Many of the questionable judgments (I want to say “errors“) +Lefebvre made with regard to the missal are mentioned in the very sermon of +Zendejas. Here are several of them:
#1: “The 1955 Holy Week was not a preparation or groundwork for the Novus Ordo.” The consensus of liturgical scholars today recognizes it was.
#2: “The same people who revised the Bugnini Holy Week rites were not the same people who created the Novus Ordo.” In fact, there’s a good deal of overlap in personnel, as one might expect, given that only 13 years separated the 1956 experimental rites, and the 1969 Novus Ordo.
#3: “There is nothing harmful in the Pian Rites.” On the contrary, most of the changes are based upon condemned archaeologism, and were destabilizing enough to the faithful that the Archbishop of Dublin and New York wrote to Rome of their concerns, papal MC, Mgr. Gromier called them an act of vandalism, and faithful like Evelyn Waugh felt threatened in their very faith.

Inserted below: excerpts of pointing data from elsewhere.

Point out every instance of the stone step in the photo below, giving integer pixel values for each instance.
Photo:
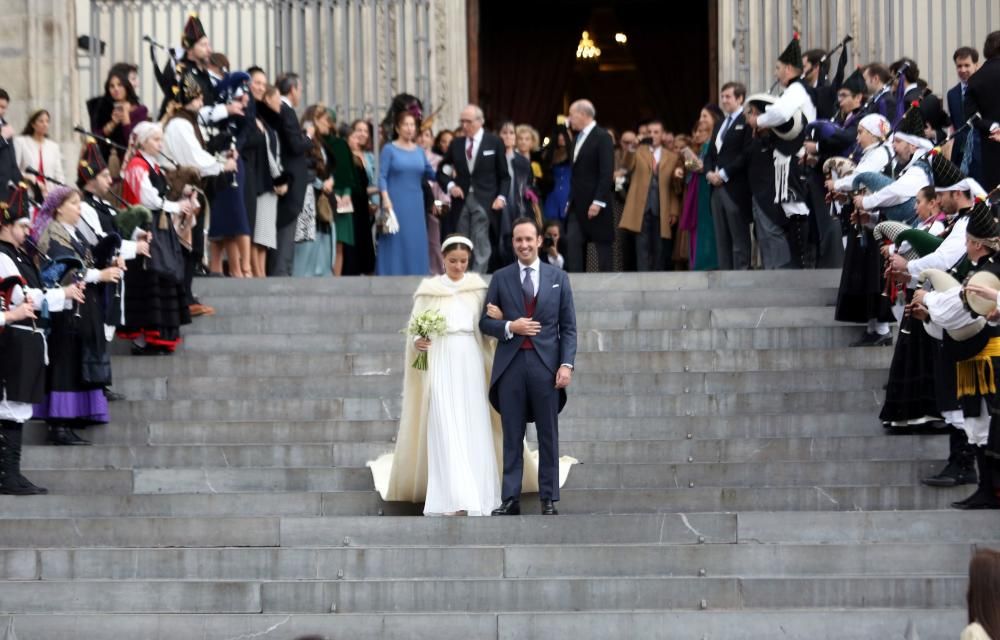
(480, 595)
(579, 406)
(849, 624)
(509, 561)
(383, 362)
(582, 282)
(587, 340)
(349, 321)
(873, 450)
(587, 301)
(799, 425)
(770, 529)
(194, 388)
(586, 476)
(603, 594)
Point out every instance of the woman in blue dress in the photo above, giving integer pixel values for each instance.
(403, 169)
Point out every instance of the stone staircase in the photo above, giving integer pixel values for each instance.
(735, 483)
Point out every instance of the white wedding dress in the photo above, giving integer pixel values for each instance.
(462, 472)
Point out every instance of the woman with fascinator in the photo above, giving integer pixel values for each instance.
(79, 368)
(26, 304)
(449, 446)
(155, 298)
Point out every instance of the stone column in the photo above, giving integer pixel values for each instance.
(39, 61)
(449, 59)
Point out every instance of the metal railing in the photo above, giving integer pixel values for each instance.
(352, 55)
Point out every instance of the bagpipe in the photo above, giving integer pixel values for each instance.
(7, 286)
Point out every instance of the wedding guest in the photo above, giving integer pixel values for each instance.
(314, 231)
(697, 213)
(295, 149)
(402, 170)
(475, 174)
(34, 150)
(517, 203)
(981, 598)
(74, 399)
(436, 193)
(589, 217)
(114, 114)
(557, 167)
(361, 256)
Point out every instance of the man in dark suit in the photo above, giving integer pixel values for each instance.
(536, 351)
(294, 147)
(8, 162)
(474, 172)
(966, 61)
(983, 98)
(726, 170)
(589, 217)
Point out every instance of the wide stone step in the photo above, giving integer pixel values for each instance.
(582, 282)
(593, 300)
(585, 406)
(528, 561)
(586, 476)
(628, 594)
(209, 388)
(348, 321)
(587, 340)
(382, 362)
(849, 624)
(803, 425)
(874, 449)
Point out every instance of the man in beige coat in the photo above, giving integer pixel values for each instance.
(652, 206)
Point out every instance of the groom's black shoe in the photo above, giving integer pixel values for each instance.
(509, 507)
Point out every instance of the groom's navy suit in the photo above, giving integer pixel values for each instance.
(522, 387)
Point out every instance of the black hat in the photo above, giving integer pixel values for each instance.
(943, 170)
(18, 205)
(982, 223)
(186, 87)
(792, 55)
(193, 31)
(912, 123)
(855, 83)
(91, 161)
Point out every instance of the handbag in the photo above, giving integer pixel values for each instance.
(324, 212)
(166, 258)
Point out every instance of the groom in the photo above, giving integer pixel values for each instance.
(533, 363)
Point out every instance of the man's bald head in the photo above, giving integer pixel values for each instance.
(581, 114)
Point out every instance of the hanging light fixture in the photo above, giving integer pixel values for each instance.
(587, 49)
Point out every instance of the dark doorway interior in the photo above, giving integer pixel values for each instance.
(528, 70)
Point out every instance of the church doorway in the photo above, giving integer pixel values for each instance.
(528, 59)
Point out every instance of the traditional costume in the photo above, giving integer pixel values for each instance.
(23, 345)
(156, 304)
(79, 364)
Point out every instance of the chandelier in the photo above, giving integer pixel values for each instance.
(587, 49)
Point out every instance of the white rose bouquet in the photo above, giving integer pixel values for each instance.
(426, 325)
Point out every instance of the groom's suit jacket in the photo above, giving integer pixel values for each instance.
(555, 345)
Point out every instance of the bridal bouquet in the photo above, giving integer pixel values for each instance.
(426, 325)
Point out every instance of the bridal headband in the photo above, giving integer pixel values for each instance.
(457, 240)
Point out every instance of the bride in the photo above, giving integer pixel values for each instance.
(449, 446)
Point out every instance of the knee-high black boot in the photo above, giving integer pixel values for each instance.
(985, 496)
(961, 466)
(11, 480)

#4: Being oblivious to the aims and errors of the preconciliar modernist liturgical movement (of which we were all taught in the SSPX seminary, with Matthew as my witness in my liturgy class!), which served to condition him to believe the aberrations only occurred after the Council: Dialogue Mass and Pian Holy Week changes are therefore considered “traditional” (despite the dialogue Mass existing nowhere in the world prior to 1915 (+/-), and the extinct Pian Holy Week rites having only a 13 year history in the Church).
#5: Inconsistency in the application of his principle that, “If it is not against the faith, we must accept.” We’re this true, +Lefebvre would not have been able to regress from the 1964 missal to the 1962. Also, all priests of the SSPX would logically be compelled to recite the revised Psalter of Pius XII in their daily breviaries, rather than the pre-Pian traditional psalter: Far from being against the faith, the Pian Psalter is a more accurate translation, though it has lost the poetic aspect of the traditional one.
What I do appreciate in the defenders of +Lefebvre’s liturgical decisions, is their honesty in acknowledging their fidelity to them is based mostly (not completely) on human respect, rather than the merits of the missals themselves.
I note in conclusion that Vigano has called for a reversion to the traditional Holy Week rites and missal, as he does not labor under the impediment of the 1962 missal.
As +Williamson once said to me, “Jesus and Mary once walked the earth, but since then nobody has been perfect.” Implicitly, that truism includes even my here, Archbishop Lefebvre.